Improper Markush Rejection: The New Kid on the Patent Block
The U.S. Patent and Trademark Office (“USPTO”) quietly increased the examiners’ arsenal by slipping a new rejection into the latest revision of the Manual of Patent Examining Procedure (“MPEP”) released last month. One of the changes made in this revision is the addition of a new “improper Markush grouping” section, MPEP § 706.03(y), which authorizes patent examiners to reject a claim on the basis that it contains an improper listing of alternative elements. Patent applications in the life sciences, which frequently have claims in the “Markush” format, may soon face the new “improper Markush grouping” rejections.

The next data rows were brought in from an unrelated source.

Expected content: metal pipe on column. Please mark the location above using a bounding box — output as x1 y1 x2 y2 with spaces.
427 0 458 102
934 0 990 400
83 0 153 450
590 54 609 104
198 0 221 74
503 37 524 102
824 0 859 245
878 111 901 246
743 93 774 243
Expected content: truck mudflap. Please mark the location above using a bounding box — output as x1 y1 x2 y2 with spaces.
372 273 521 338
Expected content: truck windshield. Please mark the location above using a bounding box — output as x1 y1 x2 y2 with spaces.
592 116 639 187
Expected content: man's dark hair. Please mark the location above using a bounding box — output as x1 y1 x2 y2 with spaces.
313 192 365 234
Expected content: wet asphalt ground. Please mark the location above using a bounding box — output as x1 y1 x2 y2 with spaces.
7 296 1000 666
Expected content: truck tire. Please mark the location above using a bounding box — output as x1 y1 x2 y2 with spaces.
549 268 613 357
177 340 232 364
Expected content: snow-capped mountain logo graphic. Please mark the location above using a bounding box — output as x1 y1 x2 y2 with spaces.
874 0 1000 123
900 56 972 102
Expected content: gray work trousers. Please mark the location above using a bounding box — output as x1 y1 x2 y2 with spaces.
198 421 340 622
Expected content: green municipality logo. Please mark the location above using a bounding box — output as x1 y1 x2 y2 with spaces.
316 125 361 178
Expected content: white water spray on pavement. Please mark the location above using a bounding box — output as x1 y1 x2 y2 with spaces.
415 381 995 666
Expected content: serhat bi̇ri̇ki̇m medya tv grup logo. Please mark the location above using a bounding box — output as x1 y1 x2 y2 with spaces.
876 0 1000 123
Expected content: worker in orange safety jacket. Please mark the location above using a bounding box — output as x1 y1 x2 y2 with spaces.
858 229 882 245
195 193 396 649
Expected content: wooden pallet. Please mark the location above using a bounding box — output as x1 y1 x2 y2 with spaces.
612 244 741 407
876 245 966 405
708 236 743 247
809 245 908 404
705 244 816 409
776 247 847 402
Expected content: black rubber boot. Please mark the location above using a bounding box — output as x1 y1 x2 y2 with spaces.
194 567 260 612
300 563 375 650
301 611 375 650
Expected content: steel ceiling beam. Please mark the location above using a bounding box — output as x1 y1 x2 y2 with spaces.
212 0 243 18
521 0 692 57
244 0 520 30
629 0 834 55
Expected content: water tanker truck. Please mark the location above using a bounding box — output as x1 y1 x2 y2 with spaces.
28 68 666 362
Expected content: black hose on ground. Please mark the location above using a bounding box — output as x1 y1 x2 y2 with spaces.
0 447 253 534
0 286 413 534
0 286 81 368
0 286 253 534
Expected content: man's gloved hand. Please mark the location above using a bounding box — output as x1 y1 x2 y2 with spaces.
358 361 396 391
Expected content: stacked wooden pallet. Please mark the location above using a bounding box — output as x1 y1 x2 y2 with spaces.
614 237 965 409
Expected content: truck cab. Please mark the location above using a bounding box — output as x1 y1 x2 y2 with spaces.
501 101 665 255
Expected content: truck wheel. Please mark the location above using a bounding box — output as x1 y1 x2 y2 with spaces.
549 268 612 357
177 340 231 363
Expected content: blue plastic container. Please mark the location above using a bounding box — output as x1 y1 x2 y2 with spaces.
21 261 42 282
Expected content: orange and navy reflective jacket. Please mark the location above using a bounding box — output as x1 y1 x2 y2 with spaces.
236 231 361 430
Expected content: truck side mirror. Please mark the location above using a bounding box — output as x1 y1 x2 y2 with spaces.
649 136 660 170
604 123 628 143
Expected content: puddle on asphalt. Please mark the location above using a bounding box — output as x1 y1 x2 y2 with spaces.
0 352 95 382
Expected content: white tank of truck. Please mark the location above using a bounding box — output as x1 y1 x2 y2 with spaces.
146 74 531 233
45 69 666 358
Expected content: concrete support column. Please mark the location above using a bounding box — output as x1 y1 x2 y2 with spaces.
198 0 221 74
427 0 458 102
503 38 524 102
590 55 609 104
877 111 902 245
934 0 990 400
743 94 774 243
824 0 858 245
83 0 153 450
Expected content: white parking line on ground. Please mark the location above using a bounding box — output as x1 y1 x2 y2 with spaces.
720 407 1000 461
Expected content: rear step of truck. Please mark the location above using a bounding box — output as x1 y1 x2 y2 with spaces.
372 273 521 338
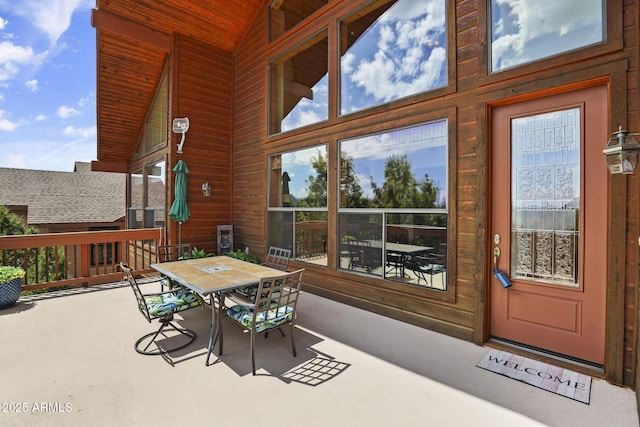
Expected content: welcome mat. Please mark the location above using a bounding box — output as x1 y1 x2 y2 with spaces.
476 349 591 405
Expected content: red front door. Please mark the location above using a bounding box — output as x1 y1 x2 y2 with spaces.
489 86 608 365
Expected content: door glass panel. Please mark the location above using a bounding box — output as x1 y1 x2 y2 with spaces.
511 108 581 287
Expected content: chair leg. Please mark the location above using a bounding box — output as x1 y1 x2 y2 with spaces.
264 328 286 340
250 331 256 375
135 319 196 356
289 323 298 357
218 294 224 356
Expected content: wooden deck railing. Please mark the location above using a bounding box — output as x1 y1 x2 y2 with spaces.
0 228 163 291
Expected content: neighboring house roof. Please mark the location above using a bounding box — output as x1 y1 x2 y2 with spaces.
0 162 126 225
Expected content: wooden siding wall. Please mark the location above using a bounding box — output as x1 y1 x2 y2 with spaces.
167 34 233 252
230 0 640 386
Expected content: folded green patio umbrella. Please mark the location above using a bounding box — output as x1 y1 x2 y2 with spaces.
169 160 191 243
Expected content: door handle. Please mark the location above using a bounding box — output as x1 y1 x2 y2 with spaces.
493 246 511 288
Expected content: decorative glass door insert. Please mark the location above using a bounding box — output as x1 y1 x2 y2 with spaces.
511 108 581 287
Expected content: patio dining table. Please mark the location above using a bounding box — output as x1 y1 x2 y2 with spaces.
151 256 282 366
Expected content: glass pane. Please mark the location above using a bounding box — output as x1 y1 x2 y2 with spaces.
294 211 329 266
269 211 293 251
385 213 447 290
340 120 447 209
511 108 581 286
340 0 447 114
128 172 144 228
340 213 384 277
270 0 327 40
491 0 606 71
147 77 168 150
269 30 329 134
269 145 327 208
145 161 167 228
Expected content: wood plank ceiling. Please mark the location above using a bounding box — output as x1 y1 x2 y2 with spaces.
92 0 268 172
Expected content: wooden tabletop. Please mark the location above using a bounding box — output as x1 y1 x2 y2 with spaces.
151 256 284 295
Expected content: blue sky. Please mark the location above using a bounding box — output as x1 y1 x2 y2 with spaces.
0 0 96 172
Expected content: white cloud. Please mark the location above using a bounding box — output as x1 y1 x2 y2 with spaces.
342 0 447 106
24 79 38 92
492 0 603 68
63 126 97 139
0 154 27 169
0 41 48 82
7 0 95 45
58 105 80 119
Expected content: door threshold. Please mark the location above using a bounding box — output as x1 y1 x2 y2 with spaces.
487 337 604 378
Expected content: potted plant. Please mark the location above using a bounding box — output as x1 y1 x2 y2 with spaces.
0 265 25 309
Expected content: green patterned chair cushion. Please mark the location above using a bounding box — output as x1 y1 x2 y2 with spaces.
227 305 293 334
144 288 202 317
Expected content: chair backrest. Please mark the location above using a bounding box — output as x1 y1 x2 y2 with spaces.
119 262 151 322
253 268 304 333
434 243 447 267
263 246 291 271
158 243 191 262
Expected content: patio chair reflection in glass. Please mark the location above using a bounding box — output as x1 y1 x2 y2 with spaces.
404 243 447 287
120 262 202 356
220 269 304 375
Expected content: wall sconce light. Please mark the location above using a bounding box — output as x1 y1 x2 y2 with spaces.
602 126 640 175
173 117 189 154
202 181 211 197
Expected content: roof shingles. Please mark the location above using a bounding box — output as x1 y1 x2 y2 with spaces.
0 162 126 225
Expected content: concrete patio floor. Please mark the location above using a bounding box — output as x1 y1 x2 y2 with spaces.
0 285 638 427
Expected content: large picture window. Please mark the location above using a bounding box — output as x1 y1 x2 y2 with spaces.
340 0 447 114
338 120 448 290
269 30 329 134
127 160 167 228
490 0 606 71
269 145 328 266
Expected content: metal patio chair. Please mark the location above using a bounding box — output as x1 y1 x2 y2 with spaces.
120 262 202 356
220 269 304 375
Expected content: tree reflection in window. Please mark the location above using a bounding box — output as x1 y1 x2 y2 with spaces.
338 120 449 290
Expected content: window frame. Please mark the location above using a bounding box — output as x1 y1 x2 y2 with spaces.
478 0 624 86
336 118 457 296
264 0 458 143
266 142 331 268
338 0 456 119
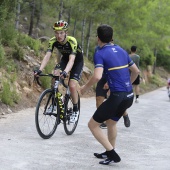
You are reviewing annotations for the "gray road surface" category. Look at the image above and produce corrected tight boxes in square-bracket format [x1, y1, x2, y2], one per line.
[0, 87, 170, 170]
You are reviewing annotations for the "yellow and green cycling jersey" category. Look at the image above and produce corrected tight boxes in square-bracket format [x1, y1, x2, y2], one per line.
[47, 36, 83, 63]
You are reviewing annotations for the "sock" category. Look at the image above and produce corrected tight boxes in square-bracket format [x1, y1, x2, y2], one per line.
[106, 149, 121, 162]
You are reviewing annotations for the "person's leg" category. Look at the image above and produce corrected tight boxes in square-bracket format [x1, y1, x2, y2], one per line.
[106, 119, 117, 149]
[69, 80, 79, 123]
[88, 118, 113, 151]
[69, 79, 78, 104]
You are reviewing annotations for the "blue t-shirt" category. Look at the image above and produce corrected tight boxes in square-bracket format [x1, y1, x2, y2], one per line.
[94, 43, 134, 92]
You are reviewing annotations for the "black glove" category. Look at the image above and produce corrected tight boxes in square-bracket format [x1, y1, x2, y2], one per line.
[60, 71, 67, 78]
[34, 70, 42, 75]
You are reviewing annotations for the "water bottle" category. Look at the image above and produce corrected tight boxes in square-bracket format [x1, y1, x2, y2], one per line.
[57, 92, 64, 118]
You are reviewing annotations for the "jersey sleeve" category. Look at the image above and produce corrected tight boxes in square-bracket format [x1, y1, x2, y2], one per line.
[127, 54, 134, 67]
[68, 36, 78, 54]
[47, 37, 56, 52]
[94, 51, 104, 68]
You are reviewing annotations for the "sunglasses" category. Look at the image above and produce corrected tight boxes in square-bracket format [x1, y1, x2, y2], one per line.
[54, 22, 64, 27]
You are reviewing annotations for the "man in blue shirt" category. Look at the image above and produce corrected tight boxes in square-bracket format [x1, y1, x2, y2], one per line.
[80, 24, 140, 165]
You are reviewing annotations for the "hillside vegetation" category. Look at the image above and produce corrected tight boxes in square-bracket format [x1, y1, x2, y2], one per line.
[0, 0, 170, 114]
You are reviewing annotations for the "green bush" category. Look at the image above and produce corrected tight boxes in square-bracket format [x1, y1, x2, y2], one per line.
[156, 50, 170, 71]
[12, 45, 24, 61]
[0, 81, 20, 106]
[150, 75, 163, 87]
[0, 44, 5, 67]
[18, 34, 41, 55]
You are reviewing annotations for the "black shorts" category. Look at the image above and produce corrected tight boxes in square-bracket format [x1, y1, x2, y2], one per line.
[132, 75, 140, 85]
[93, 91, 134, 123]
[55, 61, 83, 81]
[96, 77, 109, 98]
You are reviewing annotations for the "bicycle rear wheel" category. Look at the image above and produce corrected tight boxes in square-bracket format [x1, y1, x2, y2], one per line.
[63, 93, 80, 135]
[35, 89, 60, 139]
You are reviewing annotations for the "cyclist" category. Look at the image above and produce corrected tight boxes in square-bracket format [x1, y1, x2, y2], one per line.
[80, 24, 140, 165]
[130, 46, 140, 103]
[35, 20, 84, 123]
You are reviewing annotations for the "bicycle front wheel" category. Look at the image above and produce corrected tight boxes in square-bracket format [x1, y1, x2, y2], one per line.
[63, 93, 80, 135]
[35, 89, 60, 139]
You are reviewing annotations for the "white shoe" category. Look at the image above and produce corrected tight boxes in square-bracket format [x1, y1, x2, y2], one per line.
[46, 105, 57, 113]
[135, 99, 139, 103]
[70, 111, 79, 123]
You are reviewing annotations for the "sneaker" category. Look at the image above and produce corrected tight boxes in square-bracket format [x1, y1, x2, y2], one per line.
[99, 158, 116, 165]
[135, 99, 139, 103]
[99, 149, 121, 165]
[46, 105, 57, 113]
[94, 152, 107, 159]
[123, 115, 130, 127]
[70, 111, 79, 123]
[100, 123, 107, 129]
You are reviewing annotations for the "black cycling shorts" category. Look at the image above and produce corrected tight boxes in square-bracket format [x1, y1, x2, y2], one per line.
[93, 91, 134, 123]
[55, 61, 83, 81]
[96, 77, 109, 98]
[132, 75, 140, 85]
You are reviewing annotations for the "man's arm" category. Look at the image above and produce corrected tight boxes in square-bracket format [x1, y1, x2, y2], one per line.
[39, 52, 51, 71]
[129, 63, 140, 83]
[64, 54, 76, 73]
[81, 67, 103, 94]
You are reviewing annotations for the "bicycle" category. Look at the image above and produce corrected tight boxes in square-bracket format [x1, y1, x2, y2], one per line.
[35, 73, 80, 139]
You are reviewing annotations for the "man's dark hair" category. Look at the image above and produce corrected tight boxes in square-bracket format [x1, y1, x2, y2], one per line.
[131, 45, 137, 52]
[97, 24, 113, 43]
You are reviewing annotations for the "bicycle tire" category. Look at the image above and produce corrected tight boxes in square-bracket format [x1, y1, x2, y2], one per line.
[63, 95, 80, 135]
[35, 89, 60, 139]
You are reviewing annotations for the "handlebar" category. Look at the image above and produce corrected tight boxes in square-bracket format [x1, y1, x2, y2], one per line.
[34, 73, 68, 88]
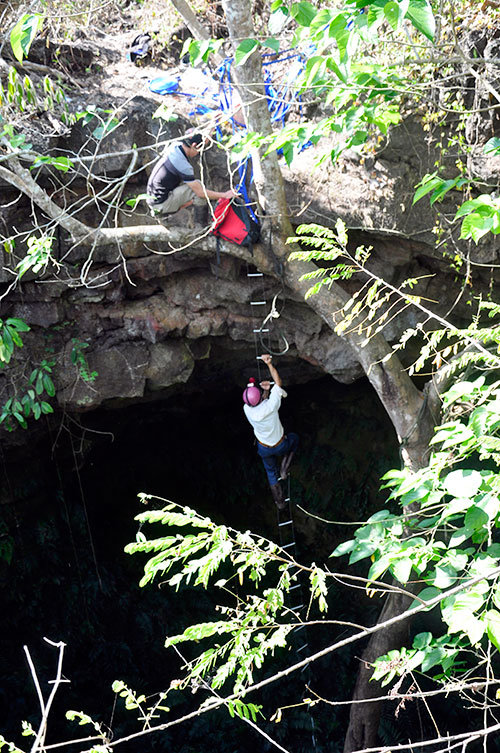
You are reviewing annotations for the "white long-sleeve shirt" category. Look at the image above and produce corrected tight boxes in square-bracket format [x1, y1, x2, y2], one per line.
[243, 384, 287, 447]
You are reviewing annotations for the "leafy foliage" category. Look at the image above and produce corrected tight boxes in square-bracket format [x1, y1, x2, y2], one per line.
[0, 317, 30, 368]
[0, 359, 56, 431]
[332, 376, 500, 684]
[125, 494, 327, 692]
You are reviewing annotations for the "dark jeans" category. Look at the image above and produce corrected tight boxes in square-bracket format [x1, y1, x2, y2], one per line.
[257, 432, 299, 486]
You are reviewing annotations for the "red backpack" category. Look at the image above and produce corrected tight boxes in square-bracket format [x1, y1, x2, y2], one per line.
[212, 199, 260, 251]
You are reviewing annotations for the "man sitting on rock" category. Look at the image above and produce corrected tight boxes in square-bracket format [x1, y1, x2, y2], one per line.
[243, 354, 299, 510]
[147, 133, 237, 224]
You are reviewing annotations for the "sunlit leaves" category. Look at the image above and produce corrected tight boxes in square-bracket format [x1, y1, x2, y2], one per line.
[234, 39, 259, 65]
[10, 13, 44, 63]
[406, 0, 436, 42]
[455, 194, 500, 243]
[290, 0, 317, 26]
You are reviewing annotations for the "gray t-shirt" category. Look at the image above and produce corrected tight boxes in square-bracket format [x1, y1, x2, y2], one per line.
[147, 144, 195, 204]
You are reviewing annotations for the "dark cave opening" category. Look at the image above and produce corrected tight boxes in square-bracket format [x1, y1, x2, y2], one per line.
[0, 370, 460, 753]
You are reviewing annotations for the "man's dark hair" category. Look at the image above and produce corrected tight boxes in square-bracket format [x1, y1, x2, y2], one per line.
[182, 133, 203, 146]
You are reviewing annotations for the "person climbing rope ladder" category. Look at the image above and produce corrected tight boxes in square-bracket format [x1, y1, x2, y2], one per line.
[243, 353, 299, 510]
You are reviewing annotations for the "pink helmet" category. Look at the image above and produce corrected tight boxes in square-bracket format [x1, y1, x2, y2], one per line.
[243, 377, 262, 407]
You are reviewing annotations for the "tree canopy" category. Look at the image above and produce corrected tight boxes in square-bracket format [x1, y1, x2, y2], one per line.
[0, 0, 500, 753]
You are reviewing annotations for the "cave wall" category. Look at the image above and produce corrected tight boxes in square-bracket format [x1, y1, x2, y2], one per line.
[0, 32, 499, 440]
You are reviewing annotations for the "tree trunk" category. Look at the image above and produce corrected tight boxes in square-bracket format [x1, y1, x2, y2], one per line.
[223, 0, 440, 753]
[170, 0, 222, 63]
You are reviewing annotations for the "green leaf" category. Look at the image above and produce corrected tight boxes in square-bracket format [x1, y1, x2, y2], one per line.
[413, 632, 432, 649]
[5, 317, 30, 332]
[412, 173, 442, 204]
[485, 609, 500, 651]
[330, 539, 356, 557]
[464, 505, 489, 531]
[406, 0, 436, 42]
[384, 0, 399, 29]
[10, 13, 44, 63]
[422, 646, 446, 672]
[267, 5, 289, 34]
[261, 37, 280, 52]
[460, 212, 494, 243]
[290, 0, 318, 26]
[234, 39, 259, 65]
[43, 374, 56, 397]
[483, 136, 500, 154]
[391, 557, 412, 583]
[443, 470, 483, 498]
[410, 586, 441, 609]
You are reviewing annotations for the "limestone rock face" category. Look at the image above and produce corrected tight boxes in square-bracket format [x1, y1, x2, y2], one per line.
[0, 35, 500, 434]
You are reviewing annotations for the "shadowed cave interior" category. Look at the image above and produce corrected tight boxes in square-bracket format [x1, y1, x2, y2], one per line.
[0, 359, 472, 753]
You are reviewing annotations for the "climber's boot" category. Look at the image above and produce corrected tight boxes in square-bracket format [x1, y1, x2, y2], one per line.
[271, 481, 286, 510]
[280, 452, 295, 480]
[193, 201, 208, 227]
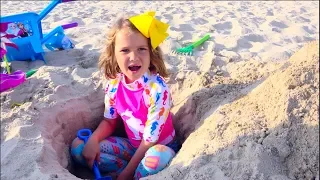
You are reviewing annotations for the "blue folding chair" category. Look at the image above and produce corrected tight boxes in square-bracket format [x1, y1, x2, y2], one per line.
[1, 0, 77, 63]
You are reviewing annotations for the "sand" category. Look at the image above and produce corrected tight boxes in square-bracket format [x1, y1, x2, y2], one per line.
[0, 1, 319, 180]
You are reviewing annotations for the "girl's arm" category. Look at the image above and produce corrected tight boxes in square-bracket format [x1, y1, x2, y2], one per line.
[118, 140, 156, 180]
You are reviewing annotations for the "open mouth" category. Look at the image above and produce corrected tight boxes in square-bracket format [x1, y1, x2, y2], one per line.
[129, 66, 141, 71]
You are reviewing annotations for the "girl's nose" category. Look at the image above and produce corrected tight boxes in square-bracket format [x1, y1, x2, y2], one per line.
[129, 51, 138, 61]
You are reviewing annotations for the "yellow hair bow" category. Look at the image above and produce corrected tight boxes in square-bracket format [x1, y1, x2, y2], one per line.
[129, 11, 169, 49]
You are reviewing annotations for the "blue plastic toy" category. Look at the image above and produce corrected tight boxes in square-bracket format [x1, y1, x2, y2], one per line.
[77, 129, 112, 180]
[0, 0, 75, 63]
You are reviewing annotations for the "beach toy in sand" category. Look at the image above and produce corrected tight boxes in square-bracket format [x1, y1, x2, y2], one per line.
[77, 129, 112, 180]
[173, 34, 210, 56]
[42, 22, 78, 51]
[0, 70, 26, 92]
[26, 69, 38, 78]
[0, 0, 76, 63]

A “Markush” claim format is often used as a straightforward way to capture various alternatives for a given element in a single claim. It is named after the patent applicant (Eugene A. Markush) who used this format in a court case that was decided in 1924. Markush claims contain a customized list of elements that are useful for the purposes of the claim. As an example, for the purposes of describing various alternative materials to coat an implant screw, a claim could contain a list such as “ceramic, glass, plastic, or metal.”
Prior to the recent MPEP revision, improper Markush grouping rejections had been uncommon because they were based on guidelines issued by the USPTO in 2011. However, now that the new section has been added to the MPEP, it is expected that rejections of patent applications based on improper Markush grouping will become much more frequent. The examiner can now make a rejection based on improper Markush grouping if the examiner determines that the members of a Markush group lack either a single structural similarity or a common use, or if the single structural similarity is a substantial structural feature of a chemical compound that is not essential to the common use. As to timing, the examiner should make a rejection based on an improper Markush grouping in the first action on the merits after presentation of the claim with the allegedly improper Markush grouping.
When making the improper Markush grouping rejection, the new MPEP section instructs the examiner to include suggestions for the applicant as to how to overcome the rejection, e.g., by suggesting a proper Markush grouping based on the specification as filed and/or by suggesting that applicant set forth each alternative (or grouping of patentably indistinct alternatives) within an allegedly improper Markush grouping in a series of independent or dependent claims. In doing so, the examiner cannot suggest any grouping that clearly would not meet the requirements of 35 U.S.C. § 112(a). For example, the examiner should not suggest a grouping that meets the requirements for a proper Markush grouping, but which would clearly lack adequate written description if presented in a separate claim.
The new MPEP section states that an improper Markush grouping rejection can be overcome by (1) amending the rejected claim such that the Markush grouping includes only members that share a single structural similarity and a common use; or (2) by presenting convincing arguments why the members of the Markush grouping share a single structural similarity and common use (i.e., are members of a physical, chemical, or art-recognized class that share a common use, or are chemical compounds that share a substantial structural feature that is essential to the common use).
In addition, even if the applicant does not take action sufficient to overcome the improper Markush grouping rejection, when all of the claims are otherwise in condition for allowance the examiner is instructed to reconsider the propriety of the improper Markush grouping rejection. If the examiner determines that in light of the prior art and the record as a whole the alternatives of the Markush grouping share a single structural similarity and a common use, then the rejection should be withdrawn. Note that no Markush claim can be allowed until any improper Markush grouping rejection has been overcome or withdrawn, and all other conditions of patentability have been satisfied.
The USPTO, by introducing section 706.03(y) into the MPEP, has taken the position that improper Markush grouping is a rejection on the merits and can be appealed to the PTAB. When drafting a Markush claim, patent practitioners should keep this new MPEP section in mind and recite members of the Markush grouping that share a single structural similarity and common use.